According to new data released by the Office for National Statistics, there are more women aged 60 – 64 in work than not, increasing 51% since the changes to the state pension age happened in 2010.

The Guardian reports that people aged 50 and over remaining in work for longer, could add an additional 1.3% to GDP a year by 2040. Patrick Thomson, the Programmer Manager at the Centre for Ageing Better, a charitable foundation, comments to The Guardian: “For many other women this will be a positive choice, with work providing financial independence, an opportunity to save for retirement, meaning and purpose.

“The rising state pension age has clearly had an impact on women’s working lives. But while longer lives and changing patterns of work mean many of us can expect to work for longer, it’s vital that people are able to be in work that improves their current and later lives.”

Many people choose to continue working later in life for reasons that go beyond financial benefits. Working can mean you’re still able to socialise each day, get outdoors and be productive. David Sinclair, the Director of the International Longevity Centre UK, also told the newspaper: “Too many older people are forced out of the workforce too early, whether that is due to ageism or poor health. Too many people want to work longer but can’t. Good work can be good for us. But if the additional jobs are not good jobs, we could be simply storing up problems for the future.”

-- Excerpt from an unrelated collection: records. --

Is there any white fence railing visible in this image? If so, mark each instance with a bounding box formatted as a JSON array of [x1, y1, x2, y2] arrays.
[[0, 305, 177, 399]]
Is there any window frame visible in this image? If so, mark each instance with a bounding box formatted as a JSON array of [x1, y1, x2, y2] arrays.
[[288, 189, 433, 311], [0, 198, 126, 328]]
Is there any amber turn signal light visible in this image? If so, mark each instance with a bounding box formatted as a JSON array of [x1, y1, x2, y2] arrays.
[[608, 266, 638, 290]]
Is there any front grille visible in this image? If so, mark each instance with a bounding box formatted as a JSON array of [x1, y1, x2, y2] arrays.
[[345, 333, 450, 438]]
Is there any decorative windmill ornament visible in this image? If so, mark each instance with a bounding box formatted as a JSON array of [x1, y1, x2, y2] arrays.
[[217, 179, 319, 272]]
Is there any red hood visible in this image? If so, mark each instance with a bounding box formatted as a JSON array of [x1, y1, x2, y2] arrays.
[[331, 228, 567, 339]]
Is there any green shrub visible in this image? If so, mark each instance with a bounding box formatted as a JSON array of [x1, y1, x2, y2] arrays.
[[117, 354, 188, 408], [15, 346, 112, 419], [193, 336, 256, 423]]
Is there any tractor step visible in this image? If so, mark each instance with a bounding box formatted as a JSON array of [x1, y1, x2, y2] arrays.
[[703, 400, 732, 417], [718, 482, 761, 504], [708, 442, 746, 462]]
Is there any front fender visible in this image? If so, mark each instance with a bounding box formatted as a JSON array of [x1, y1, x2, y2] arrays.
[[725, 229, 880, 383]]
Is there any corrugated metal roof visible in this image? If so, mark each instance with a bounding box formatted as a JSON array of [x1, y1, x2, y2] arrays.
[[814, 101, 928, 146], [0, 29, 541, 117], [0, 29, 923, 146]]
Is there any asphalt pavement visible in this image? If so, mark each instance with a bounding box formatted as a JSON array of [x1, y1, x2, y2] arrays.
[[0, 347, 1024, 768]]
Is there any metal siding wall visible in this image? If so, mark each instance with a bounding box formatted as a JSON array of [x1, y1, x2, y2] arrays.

Older employees can be a huge asset to a business, with years of experience and a well-rounded work ethic, companies should embrace hiring those over 50. Additionally, older people may choose to continue working but from home, where they can look at stairlift prices and adapt their home to suit their level of mobility. 

One company who work towards helping those over 50 find a perfect job role and career is Rest Less. The founder, Stuart Lewis, comments on the Express: “Demographic changes in the UK are only moving in one direction. Progressive employers who start embracing age in the workplace by introducing programs to attract, engage and retain talented older workers will be the ones who prosper in the coming decade.”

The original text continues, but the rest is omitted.